Thomas’s work was, on the surface, quite simple. Following the birth of his daughter, he created BLACK & WHITE (1971), a vertical diptych in which the word “black” is printed in white on a black background, which hangs above the word “white,” printed in black on a white background. The piece would prove to be a breakthrough and emblematic of his work to come, like OPENING & CLOSING THE GARAGE DOOR (1972), which features two vertical photo strips showing a figure performing that very act.
But Thomas was interested in more than just a clever juxtaposition of opposites. His work was undergirded by his studies in structural linguistics, as well as his own observations of his daughter’s speech development. His art, in essence, was a meticulous pursuit of creating pictorial responses to structuralism, highlighting how words’ meanings are formed through their relationship with other words, without which they would effectively have little or no significance.
Another key interest in Thomas’s art was the passage of time, and how devices like clocks mark our relationship to it. In TIME EQUALS 36 EXPOSURES (negative and positive sections), from 1971, Thomas created a set of 36 photos of a black clock shot at various times during the day, which he accompanied with 36 images of a white clock taken at the same times. In LIGHT-ON-FLOOR (1973), he again used a six-by-six grid of 36 images, this time showing the passing of a day as light shifts across a linoleum floor.
In 1997, former Berkeley Art Museum director Larry Rinder called Thomas “one of the most important and yet least known of contemporary Bay Area artists.” He added, “Mr. Thomas’s work . . . was motivated by an interest in using photography as a means to express fundamental structures of time, space and meaning while also expressing the essential properties of the photographic medium. Rather than being concerned with the aesthetic (that is aesthetic in the conventional sense of ‘beauty’) or psychological content of the image, Thomas emphasized the photograph’s capacity to provide simple evidence of underlying structures.”

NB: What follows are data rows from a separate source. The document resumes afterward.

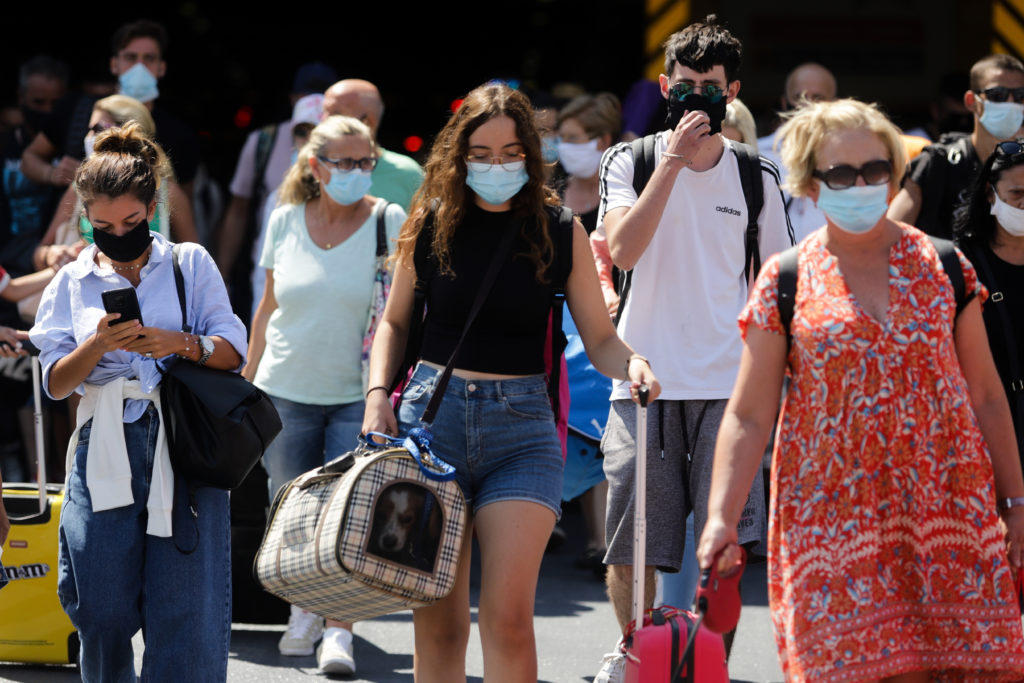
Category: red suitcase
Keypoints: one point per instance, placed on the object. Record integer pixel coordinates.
(671, 645)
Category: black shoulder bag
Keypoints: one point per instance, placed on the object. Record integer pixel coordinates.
(217, 423)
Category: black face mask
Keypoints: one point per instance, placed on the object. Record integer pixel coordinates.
(126, 248)
(692, 102)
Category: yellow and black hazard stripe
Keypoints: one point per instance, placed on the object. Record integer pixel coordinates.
(1008, 27)
(664, 18)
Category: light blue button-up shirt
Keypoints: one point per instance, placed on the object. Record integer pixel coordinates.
(72, 306)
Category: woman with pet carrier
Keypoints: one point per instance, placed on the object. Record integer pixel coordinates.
(308, 331)
(126, 514)
(484, 181)
(895, 456)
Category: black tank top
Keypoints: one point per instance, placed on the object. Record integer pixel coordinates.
(508, 335)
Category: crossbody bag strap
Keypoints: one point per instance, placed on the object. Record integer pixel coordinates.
(488, 281)
(179, 282)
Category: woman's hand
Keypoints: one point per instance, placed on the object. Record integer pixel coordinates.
(379, 415)
(1013, 522)
(640, 373)
(111, 335)
(157, 343)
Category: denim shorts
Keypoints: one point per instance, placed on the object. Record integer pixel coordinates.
(499, 434)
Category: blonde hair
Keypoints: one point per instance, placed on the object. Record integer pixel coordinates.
(124, 162)
(738, 117)
(299, 184)
(597, 115)
(808, 126)
(123, 109)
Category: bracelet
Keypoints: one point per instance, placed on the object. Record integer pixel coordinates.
(635, 356)
(686, 161)
(1007, 503)
(372, 389)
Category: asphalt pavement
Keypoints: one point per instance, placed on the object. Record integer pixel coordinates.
(574, 627)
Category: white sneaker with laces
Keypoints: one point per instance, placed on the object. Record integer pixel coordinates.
(304, 629)
(335, 652)
(612, 669)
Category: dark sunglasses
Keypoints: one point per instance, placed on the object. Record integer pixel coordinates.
(710, 90)
(1001, 94)
(1010, 147)
(875, 172)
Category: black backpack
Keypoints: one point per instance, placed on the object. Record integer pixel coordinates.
(787, 262)
(750, 178)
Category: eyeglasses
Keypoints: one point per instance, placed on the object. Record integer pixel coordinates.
(710, 90)
(875, 172)
(506, 161)
(347, 163)
(1000, 94)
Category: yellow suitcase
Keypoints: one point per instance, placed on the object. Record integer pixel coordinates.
(33, 626)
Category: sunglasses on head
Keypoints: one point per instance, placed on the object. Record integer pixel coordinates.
(876, 172)
(709, 90)
(1000, 94)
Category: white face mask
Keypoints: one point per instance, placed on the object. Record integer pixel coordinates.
(1010, 217)
(580, 159)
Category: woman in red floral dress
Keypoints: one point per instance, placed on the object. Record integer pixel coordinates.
(887, 556)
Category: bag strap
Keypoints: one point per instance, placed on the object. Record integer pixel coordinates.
(179, 282)
(563, 266)
(950, 263)
(381, 210)
(485, 285)
(754, 194)
(1015, 382)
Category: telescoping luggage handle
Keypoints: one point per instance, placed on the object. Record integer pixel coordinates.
(640, 508)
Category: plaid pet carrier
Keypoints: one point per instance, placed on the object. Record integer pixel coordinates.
(374, 531)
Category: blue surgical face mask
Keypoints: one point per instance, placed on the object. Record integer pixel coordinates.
(498, 183)
(855, 209)
(137, 82)
(348, 186)
(1001, 119)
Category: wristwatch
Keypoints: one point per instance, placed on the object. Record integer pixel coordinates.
(206, 348)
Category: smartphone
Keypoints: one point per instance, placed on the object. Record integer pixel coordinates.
(123, 301)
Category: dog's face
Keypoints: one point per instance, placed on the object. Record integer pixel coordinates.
(397, 515)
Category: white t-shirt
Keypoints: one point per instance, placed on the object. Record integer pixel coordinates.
(687, 287)
(804, 214)
(314, 337)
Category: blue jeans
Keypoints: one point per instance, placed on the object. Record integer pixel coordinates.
(310, 435)
(499, 434)
(114, 579)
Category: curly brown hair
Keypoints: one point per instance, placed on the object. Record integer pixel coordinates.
(443, 199)
(125, 161)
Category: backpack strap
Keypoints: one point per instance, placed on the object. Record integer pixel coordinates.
(754, 193)
(563, 266)
(643, 167)
(951, 264)
(788, 261)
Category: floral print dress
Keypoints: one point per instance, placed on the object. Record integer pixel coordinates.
(886, 553)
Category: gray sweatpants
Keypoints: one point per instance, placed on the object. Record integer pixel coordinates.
(677, 483)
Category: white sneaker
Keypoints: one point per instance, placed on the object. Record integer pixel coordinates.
(304, 629)
(335, 652)
(612, 669)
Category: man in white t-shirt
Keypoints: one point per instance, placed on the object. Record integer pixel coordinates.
(684, 240)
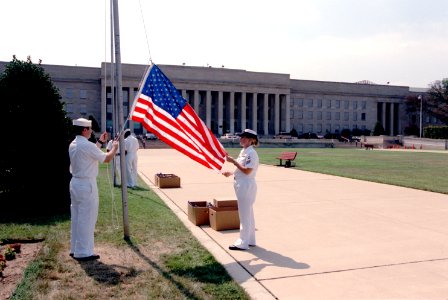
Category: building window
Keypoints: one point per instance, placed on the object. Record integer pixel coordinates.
(70, 108)
(309, 128)
(309, 115)
(83, 109)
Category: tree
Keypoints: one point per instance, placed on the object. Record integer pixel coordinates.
(437, 100)
(34, 162)
(378, 129)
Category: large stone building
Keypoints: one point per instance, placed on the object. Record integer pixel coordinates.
(230, 100)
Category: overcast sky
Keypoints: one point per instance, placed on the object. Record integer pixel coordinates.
(403, 42)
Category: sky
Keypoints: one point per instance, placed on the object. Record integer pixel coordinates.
(397, 42)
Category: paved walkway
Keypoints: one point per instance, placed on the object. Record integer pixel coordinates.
(319, 236)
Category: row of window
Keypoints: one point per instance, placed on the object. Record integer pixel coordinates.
(328, 115)
(70, 93)
(310, 103)
(329, 128)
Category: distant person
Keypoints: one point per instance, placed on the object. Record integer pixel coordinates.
(116, 167)
(84, 158)
(245, 188)
(132, 145)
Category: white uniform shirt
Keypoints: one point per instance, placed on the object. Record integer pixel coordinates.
(247, 158)
(84, 158)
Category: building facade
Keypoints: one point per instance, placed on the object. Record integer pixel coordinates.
(230, 100)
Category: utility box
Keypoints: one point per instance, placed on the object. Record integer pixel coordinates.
(224, 218)
(167, 180)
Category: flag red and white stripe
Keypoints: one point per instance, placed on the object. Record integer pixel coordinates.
(163, 111)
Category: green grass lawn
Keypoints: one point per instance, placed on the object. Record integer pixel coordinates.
(178, 266)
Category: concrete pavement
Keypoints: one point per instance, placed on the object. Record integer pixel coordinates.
(319, 236)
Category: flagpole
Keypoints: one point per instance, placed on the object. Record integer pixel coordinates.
(113, 98)
(119, 84)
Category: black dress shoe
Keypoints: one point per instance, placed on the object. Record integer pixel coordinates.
(87, 258)
(233, 247)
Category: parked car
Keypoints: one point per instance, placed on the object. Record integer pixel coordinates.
(229, 136)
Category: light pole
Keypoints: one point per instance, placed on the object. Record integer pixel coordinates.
(421, 110)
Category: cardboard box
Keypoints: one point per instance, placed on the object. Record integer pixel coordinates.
(224, 218)
(198, 212)
(225, 202)
(167, 180)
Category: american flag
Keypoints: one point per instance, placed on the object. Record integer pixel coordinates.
(163, 111)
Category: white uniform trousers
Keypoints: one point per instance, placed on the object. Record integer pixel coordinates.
(84, 214)
(246, 191)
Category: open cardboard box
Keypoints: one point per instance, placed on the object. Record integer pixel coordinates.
(225, 202)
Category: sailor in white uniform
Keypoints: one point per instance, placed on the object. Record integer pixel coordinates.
(245, 188)
(84, 158)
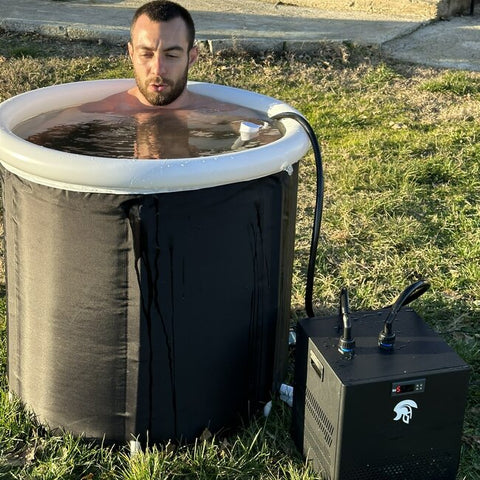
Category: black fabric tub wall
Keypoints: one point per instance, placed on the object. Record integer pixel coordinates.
(149, 315)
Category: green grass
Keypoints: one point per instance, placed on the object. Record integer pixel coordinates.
(402, 166)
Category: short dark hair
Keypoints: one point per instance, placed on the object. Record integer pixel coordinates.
(163, 11)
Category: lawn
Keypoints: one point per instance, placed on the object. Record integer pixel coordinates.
(402, 201)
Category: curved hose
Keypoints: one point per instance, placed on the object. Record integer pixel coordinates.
(317, 219)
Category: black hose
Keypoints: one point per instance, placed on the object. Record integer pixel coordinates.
(317, 219)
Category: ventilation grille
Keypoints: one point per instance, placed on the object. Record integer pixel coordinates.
(320, 417)
(441, 466)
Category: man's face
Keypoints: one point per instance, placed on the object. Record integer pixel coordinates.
(161, 59)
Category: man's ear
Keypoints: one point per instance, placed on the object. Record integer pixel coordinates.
(192, 55)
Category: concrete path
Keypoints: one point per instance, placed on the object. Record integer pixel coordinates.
(257, 25)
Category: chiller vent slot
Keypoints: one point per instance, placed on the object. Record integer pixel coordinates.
(320, 417)
(415, 466)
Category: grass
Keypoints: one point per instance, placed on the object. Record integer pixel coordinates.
(402, 164)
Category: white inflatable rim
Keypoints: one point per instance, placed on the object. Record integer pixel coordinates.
(99, 174)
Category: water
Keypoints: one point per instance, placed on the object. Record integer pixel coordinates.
(146, 134)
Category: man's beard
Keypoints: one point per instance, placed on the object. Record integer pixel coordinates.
(175, 89)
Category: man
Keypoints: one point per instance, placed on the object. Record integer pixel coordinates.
(164, 112)
(162, 50)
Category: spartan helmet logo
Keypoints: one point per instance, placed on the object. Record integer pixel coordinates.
(404, 410)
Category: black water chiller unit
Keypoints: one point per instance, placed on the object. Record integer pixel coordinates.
(378, 415)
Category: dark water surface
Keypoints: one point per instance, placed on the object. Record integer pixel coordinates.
(168, 134)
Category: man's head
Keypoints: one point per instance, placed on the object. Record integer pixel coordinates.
(162, 50)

Lew Thomas was born in 1932 in San Francisco, and as a child developed a love for books and language, which would eventually impact his art practice. He attended the University of San Francisco, and graduated with a degree in English literature in 1960.
In 1964, he began managing the Patrons of Art and Music Bookshop at the Legion of Honor, which he ran until 1982. While there, Thomas began to develop his interest in both French Structuralism and photography, and soon enlisted Joe Schopplein, who photographed exhibitions for the de Young Museum, into teaching him to shoot and print photographs.
Around this time, Thomas also became an influential publisher. In 1976, along with Donna-Lee Phillips, he founded NFS Press, which published books on Bay Area photographers active in the 1970s, including a close associate of theirs, Hal Fischer.
Simultaneously, Thomas’s artwork began to be shown at major venues, like the Oakland Art Museum in 1972, the de Young Museum in 1974, the Museum of Modern Art in New York in 1978, and other venues. More recently, his work and that of his Bay Area colleagues has enjoyed a revival. In 2020, the San Francisco Museum of Modern Art mounted an exhibition looking at the 1970s work of Thomas, Phillips and Fischer, titled “Thought Pieces.” The trio will also be the subject of an exhibition at the Addison Gallery of American Art in Andover, Massachusetts, later this year.
These exhibitions look at how Thomas used photography to ponder the significance of things close at hand, something that was at the center of his practice. Writing in his 1978 book, Structural(ism) and Photography, he said, “[I realized] I did not need to go somewhere to take a photograph. In fact all the content I would ever need for photography was already with me.”